While I am not familiar with doing it at all in Ubuntu. Ubuntu supposedly had a package called ubuntu-restricted-extras which was a quick and dirty way to get common proprietary software installed.
The common culprits are not having libflashsupport or nspluginwrapper instaled, but the latter has more to do with bringing 32bit plugins to a 64bit FireFox, and I doubt the stamped cd from Ubuntu you have is 64-bit.
You're going to hear "Install Ubuntu 8.04 instead", and that's not a bad idea. If you don't have a cd of it, I will bring one to the next meeting. If I were you, and had to use Ubuntu, and Adobe flash, I would - Have to agree to its license at http://www.adobe.com/products/eulas/ - Download the .tar.gx file from adobe at http://fpdownload.macromedia.com/get/flashplayer/current/install_flash_playe... - Extract it (tar xf install_flash_player_9_linux) - cd in to it - run ./flashplayer-installer from the command line.
On Mon, Sep 8, 2008 at 6:07 PM, billycrook@gmail.com wrote:
While I am not familiar with doing it at all in Ubuntu. Ubuntu supposedly had a package called ubuntu-restricted-extras which was a quick and dirty way to get common proprietary software installed.
I've almost always got it installed by visiting a Flash based site and following the nice requesters that come up about it. I do recall a bit of trouble at some point, but it was about getting Flash sound enabled on certain systems. I run 8.04 at home, but I do all the tech support on a 7.10 system at a friends house as their only PC. They visit Flash heavy sites all the time and never complain about it.

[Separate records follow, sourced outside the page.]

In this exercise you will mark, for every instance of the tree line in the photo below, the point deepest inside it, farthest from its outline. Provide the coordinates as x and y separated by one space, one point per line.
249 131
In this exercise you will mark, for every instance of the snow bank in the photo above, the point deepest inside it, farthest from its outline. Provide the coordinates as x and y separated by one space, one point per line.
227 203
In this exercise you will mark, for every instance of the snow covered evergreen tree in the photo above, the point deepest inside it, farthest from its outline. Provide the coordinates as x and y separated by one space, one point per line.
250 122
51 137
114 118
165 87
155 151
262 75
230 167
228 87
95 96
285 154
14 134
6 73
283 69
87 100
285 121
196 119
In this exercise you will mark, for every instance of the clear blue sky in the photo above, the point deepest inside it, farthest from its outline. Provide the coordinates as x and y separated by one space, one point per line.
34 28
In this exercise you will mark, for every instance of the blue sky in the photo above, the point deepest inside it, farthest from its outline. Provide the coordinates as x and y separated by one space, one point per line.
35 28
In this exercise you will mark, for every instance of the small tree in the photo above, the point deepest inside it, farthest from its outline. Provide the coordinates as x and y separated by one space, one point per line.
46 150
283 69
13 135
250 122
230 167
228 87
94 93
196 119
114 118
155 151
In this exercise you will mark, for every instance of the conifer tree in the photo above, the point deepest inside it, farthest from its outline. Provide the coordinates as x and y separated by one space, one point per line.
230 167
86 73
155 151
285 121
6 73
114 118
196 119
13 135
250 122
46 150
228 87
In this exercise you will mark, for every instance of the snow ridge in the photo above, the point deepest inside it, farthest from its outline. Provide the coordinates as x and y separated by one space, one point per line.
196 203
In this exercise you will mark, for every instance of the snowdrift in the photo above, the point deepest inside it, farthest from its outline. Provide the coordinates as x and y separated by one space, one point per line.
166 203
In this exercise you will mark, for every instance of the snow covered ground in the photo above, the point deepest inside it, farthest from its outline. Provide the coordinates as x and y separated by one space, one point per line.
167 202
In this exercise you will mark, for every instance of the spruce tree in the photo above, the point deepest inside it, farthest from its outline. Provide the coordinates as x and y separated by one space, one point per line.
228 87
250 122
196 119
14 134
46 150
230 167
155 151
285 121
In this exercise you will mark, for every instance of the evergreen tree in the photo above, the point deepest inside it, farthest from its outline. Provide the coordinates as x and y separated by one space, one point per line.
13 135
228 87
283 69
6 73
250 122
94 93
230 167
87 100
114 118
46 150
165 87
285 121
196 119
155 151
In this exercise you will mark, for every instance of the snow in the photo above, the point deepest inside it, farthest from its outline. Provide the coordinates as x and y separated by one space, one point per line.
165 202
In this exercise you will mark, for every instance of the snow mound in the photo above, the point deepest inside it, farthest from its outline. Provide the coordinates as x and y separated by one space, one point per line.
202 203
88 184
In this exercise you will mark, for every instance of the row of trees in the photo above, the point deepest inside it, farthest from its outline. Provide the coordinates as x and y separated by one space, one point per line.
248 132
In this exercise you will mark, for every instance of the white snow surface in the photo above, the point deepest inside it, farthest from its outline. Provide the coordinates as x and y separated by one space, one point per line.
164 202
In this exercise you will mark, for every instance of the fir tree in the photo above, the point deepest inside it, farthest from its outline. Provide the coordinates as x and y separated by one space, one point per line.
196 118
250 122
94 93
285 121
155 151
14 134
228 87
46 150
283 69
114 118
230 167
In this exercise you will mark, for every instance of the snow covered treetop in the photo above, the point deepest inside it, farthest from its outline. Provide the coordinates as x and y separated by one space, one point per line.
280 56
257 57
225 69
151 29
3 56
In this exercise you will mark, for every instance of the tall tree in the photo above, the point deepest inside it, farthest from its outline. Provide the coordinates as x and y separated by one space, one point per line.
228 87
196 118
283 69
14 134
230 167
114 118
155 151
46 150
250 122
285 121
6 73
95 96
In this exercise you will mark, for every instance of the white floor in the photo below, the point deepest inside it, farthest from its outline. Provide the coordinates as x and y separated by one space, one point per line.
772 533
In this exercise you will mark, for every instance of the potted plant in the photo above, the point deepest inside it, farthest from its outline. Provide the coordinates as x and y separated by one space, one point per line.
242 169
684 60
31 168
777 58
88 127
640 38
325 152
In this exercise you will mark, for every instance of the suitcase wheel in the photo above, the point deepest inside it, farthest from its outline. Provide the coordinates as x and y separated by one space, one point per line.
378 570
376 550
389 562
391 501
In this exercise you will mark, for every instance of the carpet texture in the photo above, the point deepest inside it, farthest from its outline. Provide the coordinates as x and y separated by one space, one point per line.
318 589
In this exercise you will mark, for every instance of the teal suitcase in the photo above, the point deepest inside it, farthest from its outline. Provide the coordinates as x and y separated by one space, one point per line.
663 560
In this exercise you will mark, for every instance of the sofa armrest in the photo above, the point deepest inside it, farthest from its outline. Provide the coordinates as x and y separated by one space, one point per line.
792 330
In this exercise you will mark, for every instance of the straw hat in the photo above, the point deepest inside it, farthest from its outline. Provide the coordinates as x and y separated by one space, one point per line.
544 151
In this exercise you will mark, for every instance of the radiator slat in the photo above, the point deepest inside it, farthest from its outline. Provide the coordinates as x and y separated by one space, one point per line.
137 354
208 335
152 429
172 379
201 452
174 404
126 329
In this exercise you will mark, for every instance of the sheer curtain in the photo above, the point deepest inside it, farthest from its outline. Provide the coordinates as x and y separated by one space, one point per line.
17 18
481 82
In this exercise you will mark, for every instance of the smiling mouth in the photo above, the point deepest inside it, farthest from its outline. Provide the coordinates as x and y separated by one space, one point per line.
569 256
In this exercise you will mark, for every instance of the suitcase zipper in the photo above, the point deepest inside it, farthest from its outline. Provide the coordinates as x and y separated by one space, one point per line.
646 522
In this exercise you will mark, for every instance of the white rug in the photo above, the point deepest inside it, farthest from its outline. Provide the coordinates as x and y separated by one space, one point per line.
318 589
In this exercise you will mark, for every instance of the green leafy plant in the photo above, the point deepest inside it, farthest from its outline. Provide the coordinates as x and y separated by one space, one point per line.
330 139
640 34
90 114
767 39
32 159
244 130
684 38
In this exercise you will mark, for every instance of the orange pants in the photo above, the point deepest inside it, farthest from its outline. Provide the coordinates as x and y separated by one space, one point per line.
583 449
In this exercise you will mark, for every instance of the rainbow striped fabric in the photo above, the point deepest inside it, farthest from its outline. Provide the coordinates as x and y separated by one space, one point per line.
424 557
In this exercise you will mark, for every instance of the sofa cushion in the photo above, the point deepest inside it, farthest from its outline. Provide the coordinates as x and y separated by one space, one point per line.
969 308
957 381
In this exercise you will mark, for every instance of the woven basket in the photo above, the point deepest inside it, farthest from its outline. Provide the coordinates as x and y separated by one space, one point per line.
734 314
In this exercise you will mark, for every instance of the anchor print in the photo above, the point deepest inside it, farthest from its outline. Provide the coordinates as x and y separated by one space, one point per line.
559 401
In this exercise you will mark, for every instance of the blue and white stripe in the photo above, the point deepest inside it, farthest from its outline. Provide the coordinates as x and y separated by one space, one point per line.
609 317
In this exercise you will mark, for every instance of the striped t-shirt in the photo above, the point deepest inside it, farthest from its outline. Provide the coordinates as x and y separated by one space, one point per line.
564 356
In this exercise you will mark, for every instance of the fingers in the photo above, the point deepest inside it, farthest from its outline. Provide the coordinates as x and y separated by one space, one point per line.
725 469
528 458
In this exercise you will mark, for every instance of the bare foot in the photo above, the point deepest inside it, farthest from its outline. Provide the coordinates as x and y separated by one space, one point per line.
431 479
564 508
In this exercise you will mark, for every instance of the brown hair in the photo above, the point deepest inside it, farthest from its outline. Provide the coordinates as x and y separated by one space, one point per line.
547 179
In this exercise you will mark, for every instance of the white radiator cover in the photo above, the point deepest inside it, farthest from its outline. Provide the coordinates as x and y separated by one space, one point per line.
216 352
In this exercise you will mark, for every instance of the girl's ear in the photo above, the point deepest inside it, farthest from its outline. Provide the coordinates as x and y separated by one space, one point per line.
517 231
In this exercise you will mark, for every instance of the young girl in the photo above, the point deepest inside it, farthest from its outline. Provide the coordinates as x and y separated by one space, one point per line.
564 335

Heck, the only complains so far were an interrupted update that killed X and CDs that didn't play well that turned out to be scratched.'
Jon.
--- On Mon, 9/8/08, Jon Pruente jdpruente@gmail.com wrote:
On Mon, Sep 8, 2008 at 6:07 PM, billycrook@gmail.com wrote:
While I am not familiar with doing it at all in Ubuntu. Ubuntu supposedly had a package called ubuntu-restricted-extras which was a quick and dirty way to get common proprietary software installed.
I've almost always got it installed by visiting a Flash based site and following the nice requesters that come up about it. I do recall a bit of trouble at some point, but it was about getting Flash sound enabled on certain systems. I run 8.04 at home, but I do all the tech support on a 7.10 system at a friends house as their only PC. They visit Flash heavy sites all the time and never complain about it. Heck, the only complains so far were an interrupted update that killed X and CDs that didn't play well that turned out to be scratched.'
Right now my main system is still running 7.10 (I have issues with how 8.04 handles my frequent "ftp server with login" server connections through the File Browser) and I had no trouble setting up Flash using the installer off Adobe.com.
I only recently learned about the ubuntu-restricted-extras package, but when I used it, it didn't seem to grab Flash for me so I had to go to the Adobe site anyway. Generally on a new install I go through "Add/Remove" and install all the GStreamer-restricted codec packages, as well as Avidemux (another restricted extra), but Flash remains an external package install.